00:06Buongiorno a tutti, io sono Pasquale Ancona, oggi è martedì 21 luglio e questo è Notizia
00:11Colazione, il podcast di classeritori che ogni giorno riporta notizie, fatti e analisi dal mondo
00:16per iniziare al meglio la vostra giornata. In Italia infatti sta diminuendo la dispersione
00:21scolastica. Secondo i numeri arrivati dal dato invalsi, la percentuale di dispersione scolastica
00:27in Italia nel 2026 dovrebbe scendere al 7,3% dall'8,2% dell'anno scorso.

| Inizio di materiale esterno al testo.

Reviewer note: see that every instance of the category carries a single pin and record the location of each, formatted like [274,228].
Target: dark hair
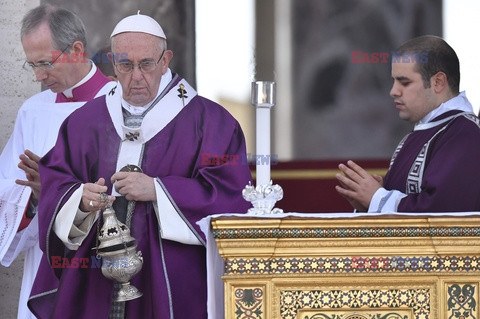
[440,57]
[65,26]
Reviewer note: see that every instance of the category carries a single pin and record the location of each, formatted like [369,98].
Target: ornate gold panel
[383,268]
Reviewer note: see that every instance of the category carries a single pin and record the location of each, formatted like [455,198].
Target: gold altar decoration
[350,268]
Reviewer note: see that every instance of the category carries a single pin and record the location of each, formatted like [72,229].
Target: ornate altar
[382,267]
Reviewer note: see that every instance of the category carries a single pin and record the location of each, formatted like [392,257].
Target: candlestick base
[263,198]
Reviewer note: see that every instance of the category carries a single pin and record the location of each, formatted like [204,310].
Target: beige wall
[15,86]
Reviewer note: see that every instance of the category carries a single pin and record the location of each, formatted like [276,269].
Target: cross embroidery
[112,91]
[132,136]
[183,93]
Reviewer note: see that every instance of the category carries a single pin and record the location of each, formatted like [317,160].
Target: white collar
[460,103]
[69,92]
[138,110]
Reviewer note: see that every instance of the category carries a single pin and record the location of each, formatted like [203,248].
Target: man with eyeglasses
[154,122]
[51,37]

Per capire fino
00:36in fondo questo trend dobbiamo guardarci indietro. Soltanto nel 2023 il tasso di abbandono esplicito
00:42oscillava sopra il 10,5%. Subito dopo la pandemia la dispersione implicita sfiorava la doppia cifra,
00:50aumentata dall'isolamento della didattica a distanza. Cosa è cambiato? Gli analisti attribuiscono
00:56il merito a un mix di riforme strutturali e massicci investimenti. Parliamo delle risorse
01:01miliardarie del PNRR, dei progetti di orientamento personalizzato guidati da docenti tutor e di
01:07piani mirati come Agenda Sud, creati per iniettare risorse laddove la povertà educativa morde
01:13più forte. Tuttavia se prendiamo la lente di ingrandimento e analizziamo la macro voce
01:19dei dati nazionali, l'entusiasmo deve fare i conti con la realtà delle fratture geografiche.

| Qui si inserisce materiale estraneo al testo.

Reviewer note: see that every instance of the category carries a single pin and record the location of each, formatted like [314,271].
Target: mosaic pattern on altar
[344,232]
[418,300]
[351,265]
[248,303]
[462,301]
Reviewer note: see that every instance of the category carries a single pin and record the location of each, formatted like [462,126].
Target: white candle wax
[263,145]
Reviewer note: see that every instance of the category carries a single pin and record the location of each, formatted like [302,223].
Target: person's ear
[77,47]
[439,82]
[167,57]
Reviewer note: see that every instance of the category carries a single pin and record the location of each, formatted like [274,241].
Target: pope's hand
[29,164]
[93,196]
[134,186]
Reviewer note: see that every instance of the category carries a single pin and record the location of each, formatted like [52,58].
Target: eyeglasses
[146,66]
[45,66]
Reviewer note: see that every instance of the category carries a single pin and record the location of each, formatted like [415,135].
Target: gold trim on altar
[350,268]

01:24Quel 6,3% di oggi della dispersione implicita è la sintesi matematica di due Italie che
01:30viaggiano a velocità opposte. Se nel centro e nel nord i tassi di dispersione rasentano
01:36i minimi storici europei, nel mezzogiorno le ferite si stanno appena rimarginando. In regioni
01:42come la Sardegna o la Campania le percentuali di fragilità negli apprendimenti mostrano scostamenti
01:47pesanti rispetto alle zone più ricche del paese. Finché il codice postale di un ragazzo
01:52determinerà le sue probabilità di comprendere un testo scritto, la nostra scuola non sarà del tutto equa.